InterSpeech 2021

GlobalPhone Mix-to-Separate out of 2: A Multilingual 2000 Speakers Mixtures Database for Speech Separation
(Oral presentation)

Marvin Borsdorf (Universität Bremen, Germany), Chenglin Xu (NUS, Singapore), Haizhou Li (NUS, Singapore), Tanja Schultz (Universität Bremen, Germany)
Monaural speech separation has been well studied on various databases. However, these databases mostly concern English speech. Research in multi-speaker scenarios, such as speech recognition, speaker recognition, speaker diarization, and speech separation calls for speaker mixtures databases comprising multiple languages. In this paper, we propose a new extensive multilingual database for speech separation tasks derived from the GlobalPhone 2000 Speaker Package, called “GlobalPhone Mix-to-Separate out of 2” (GlobalPhoneMS2).

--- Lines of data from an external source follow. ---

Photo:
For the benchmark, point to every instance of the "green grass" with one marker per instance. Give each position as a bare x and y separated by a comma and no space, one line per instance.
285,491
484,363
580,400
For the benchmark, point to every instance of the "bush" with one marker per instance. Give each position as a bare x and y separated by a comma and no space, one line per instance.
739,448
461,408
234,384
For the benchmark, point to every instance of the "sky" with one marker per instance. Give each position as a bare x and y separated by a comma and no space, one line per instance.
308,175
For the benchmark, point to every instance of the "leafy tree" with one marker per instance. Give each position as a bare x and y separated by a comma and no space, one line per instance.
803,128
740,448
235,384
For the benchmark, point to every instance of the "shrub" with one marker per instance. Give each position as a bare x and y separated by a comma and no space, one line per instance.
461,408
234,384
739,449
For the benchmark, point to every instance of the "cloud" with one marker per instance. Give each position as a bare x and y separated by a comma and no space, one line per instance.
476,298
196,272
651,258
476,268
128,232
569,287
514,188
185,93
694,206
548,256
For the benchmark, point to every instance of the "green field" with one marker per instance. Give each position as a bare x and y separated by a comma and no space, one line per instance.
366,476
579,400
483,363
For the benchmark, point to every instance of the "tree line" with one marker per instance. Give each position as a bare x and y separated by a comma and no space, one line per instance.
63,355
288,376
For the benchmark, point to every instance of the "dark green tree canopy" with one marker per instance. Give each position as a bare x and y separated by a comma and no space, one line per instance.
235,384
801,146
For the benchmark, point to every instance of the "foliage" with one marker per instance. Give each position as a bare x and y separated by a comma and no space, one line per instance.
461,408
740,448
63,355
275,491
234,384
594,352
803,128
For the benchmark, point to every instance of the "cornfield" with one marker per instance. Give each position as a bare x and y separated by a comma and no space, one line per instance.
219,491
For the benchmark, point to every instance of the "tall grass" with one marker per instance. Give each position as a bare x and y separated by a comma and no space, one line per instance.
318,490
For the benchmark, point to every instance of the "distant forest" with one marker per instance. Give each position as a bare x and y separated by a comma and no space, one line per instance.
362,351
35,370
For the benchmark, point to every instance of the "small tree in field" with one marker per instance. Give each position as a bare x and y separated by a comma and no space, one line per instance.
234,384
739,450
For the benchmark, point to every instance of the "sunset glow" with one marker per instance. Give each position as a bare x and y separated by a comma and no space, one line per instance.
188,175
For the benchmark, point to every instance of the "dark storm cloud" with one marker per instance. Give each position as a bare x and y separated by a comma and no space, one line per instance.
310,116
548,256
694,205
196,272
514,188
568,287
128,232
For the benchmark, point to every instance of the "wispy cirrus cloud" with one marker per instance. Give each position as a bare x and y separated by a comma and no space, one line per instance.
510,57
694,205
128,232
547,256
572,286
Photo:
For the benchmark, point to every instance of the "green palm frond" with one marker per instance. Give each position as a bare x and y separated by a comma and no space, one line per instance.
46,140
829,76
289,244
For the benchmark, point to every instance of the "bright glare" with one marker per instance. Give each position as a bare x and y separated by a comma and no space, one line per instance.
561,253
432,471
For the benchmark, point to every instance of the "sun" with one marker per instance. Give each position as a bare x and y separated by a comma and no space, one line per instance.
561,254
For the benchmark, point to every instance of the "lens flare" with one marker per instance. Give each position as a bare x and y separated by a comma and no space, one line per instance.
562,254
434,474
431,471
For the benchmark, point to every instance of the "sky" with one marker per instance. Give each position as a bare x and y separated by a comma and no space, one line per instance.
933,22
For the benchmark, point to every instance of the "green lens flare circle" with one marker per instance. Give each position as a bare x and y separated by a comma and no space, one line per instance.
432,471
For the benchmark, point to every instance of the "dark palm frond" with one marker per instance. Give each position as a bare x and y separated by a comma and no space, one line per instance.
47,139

We describe the construction of the database and conduct speech separation experiments in monolingual and multilingual as well as seen and unseen languages settings. When trained on a multilingual dataset, the networks improve their performances for unseen languages, and across almost all seen languages. We show that replacing a monolingual dataset with a trilingual one, while keeping the data size roughly the same, helps to improve the performance in most cases. We attribute this to a larger diversity in speech, language, speaker, and recording characteristics. Based on the GlobalPhoneMS2 database, speech separation results for two-speaker mixing scenarios are reported in 22 spoken languages for the first time.